Congratulations on your baby! Agree with pp that this can be normal, but with reflux on top it’s got to be worse! Our DD was a terrible sleeper and to be upfront about things has only just starting sleeping through the night at nearly 13 months. BUT it gets easier, rest when you can during the day (which I’ll be honest I was terrible at and looking back should definitely have done!) , and I think as has been said, accepting that sometimes just time will help (obviously once reflux is getting under control) It’s so hard when you hear people talking about their baby sleeping all night, and for us it was unimaginable that DD would but it gradually got better, and you adapt and you cope. Practically I found going to bed at 6/7pm while DH was on duty gave me a bit of sleep in the tank ready for the night, not sure if this might help?

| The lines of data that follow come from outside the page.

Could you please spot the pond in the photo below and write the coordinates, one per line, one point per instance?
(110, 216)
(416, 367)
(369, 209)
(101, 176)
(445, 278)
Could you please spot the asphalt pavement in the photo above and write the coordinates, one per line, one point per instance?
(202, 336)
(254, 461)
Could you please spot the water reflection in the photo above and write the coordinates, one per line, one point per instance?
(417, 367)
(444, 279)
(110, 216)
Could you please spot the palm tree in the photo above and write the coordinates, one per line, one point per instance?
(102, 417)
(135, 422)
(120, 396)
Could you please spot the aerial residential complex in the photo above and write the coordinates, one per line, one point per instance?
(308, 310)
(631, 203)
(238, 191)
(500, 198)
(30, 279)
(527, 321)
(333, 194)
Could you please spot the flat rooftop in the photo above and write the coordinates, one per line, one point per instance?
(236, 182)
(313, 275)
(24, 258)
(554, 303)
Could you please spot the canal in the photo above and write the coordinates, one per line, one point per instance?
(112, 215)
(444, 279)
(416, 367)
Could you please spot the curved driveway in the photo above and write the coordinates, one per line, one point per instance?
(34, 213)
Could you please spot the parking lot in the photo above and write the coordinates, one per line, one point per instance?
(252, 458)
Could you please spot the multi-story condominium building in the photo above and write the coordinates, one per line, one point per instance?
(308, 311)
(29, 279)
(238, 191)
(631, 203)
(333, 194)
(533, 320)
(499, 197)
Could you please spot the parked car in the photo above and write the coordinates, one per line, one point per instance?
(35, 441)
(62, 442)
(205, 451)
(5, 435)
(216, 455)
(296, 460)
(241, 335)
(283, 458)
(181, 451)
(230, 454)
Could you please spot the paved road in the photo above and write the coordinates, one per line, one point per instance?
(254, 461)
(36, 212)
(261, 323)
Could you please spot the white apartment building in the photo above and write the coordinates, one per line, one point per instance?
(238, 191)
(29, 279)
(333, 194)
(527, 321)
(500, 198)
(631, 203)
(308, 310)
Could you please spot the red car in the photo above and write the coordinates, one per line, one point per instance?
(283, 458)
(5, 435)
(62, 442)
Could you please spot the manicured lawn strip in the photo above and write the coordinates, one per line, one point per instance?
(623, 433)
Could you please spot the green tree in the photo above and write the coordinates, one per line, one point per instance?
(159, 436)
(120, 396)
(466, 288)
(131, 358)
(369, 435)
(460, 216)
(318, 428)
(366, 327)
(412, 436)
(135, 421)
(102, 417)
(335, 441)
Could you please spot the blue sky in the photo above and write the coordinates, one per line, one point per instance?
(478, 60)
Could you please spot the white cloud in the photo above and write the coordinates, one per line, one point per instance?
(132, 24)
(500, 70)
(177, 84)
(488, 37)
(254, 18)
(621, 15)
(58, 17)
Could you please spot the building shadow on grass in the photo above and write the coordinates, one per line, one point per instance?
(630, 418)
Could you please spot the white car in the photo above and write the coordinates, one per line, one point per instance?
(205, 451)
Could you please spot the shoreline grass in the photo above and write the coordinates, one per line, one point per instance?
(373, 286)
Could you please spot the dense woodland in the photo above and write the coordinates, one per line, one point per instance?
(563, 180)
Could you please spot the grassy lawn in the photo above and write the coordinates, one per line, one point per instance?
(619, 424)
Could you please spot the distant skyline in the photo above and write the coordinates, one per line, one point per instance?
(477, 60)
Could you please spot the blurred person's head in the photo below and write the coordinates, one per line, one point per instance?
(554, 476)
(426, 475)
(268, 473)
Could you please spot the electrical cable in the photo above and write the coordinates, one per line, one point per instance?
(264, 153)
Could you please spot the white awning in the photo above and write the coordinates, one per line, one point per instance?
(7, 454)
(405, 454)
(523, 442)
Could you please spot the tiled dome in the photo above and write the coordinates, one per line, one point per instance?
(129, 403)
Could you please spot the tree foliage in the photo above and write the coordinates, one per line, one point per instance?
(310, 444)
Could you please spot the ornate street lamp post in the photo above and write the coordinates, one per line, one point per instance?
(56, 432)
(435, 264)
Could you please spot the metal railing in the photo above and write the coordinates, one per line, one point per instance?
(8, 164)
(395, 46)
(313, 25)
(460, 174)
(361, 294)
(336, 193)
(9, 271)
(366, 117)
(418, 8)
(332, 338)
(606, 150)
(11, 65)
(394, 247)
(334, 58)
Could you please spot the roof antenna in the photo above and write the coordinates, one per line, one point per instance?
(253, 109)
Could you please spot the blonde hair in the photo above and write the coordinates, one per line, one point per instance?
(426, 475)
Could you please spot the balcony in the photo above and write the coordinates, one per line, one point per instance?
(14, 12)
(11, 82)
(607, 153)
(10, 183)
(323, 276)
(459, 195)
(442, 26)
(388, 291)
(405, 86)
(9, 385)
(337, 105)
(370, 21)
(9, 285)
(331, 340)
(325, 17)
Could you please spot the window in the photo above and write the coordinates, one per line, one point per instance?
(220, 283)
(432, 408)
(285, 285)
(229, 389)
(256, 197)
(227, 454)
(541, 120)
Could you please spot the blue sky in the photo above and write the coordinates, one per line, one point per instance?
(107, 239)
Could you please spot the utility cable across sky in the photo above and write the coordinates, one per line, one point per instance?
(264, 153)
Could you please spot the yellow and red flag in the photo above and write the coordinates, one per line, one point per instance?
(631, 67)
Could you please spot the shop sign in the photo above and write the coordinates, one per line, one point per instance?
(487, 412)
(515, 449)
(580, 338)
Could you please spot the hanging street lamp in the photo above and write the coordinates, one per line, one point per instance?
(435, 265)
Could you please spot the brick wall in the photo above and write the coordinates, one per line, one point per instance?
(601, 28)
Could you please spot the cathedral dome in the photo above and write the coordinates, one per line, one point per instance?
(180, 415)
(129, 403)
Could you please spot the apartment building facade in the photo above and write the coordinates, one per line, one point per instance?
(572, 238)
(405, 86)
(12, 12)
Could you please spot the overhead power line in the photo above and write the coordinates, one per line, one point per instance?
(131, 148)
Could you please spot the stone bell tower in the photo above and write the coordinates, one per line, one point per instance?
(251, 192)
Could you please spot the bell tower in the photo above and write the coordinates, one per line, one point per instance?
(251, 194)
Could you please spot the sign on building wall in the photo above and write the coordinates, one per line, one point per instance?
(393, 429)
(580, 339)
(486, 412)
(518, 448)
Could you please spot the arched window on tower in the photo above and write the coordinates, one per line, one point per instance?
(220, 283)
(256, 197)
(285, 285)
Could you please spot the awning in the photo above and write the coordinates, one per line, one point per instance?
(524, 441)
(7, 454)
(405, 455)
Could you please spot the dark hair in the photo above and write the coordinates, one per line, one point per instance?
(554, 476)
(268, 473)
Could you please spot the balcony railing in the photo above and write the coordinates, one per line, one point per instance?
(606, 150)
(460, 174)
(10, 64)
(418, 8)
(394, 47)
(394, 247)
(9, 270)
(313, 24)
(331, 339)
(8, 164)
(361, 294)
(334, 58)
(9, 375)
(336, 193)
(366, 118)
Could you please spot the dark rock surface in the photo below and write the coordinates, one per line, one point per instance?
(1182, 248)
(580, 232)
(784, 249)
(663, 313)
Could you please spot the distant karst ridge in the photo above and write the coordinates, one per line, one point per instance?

I’d then just be woken if she needed feeding and would try and then go back to sleep until the next feed. Hang in there xx

Bubbletrouble43 · 21/09/2020 19:14

Sounds normal I'm afraid. I remember Dc1 was 100 % nocturnal at 5 weeks old and I thought I was going to die of sleep deprivation. She got a lot better shortly after that.

FizzingWhizzbee123 · 21/09/2020 23:53

GERD will be making it harder as it’s uncomfortable for baby to lie flat on their back. Try tilting the crib slightly.

We found Love To Dream arms up swaddles helped settle our baby a little bit.

It’s hard work though!

Bubbletrouble43 · 22/09/2020 08:55

Not going to be a popular suggestion with everyone but I found a dummy helped my twins with reflux and self soothing. They are nearly 4 now and no ill effects. Quite frankly I highly recommend. They saved me from going over the edge. Good luck, this will pass and get easier.

NameChange30 · 22/09/2020 10:17

I've been considering a dummy actually, they are not recommended for breastfed newborns but frankly if it helps I'm willing to try it! I think they say it's ok after the first 6 weeks of breastfeeding (same with introducing the occasional bottle) as by 6 weeks you should have established breastfeeding well enough for baby to continue even if you introduce a bottle or dummy.

FourPlasticRings · 22/09/2020 11:00

Yeah, problem being that by six weeks a lot of them refuse to take a dummy or bottle. Mine never had either- she point blank refused. I probably could have forced the bottle issue if I'd wanted to wean her off the breast but I didn't.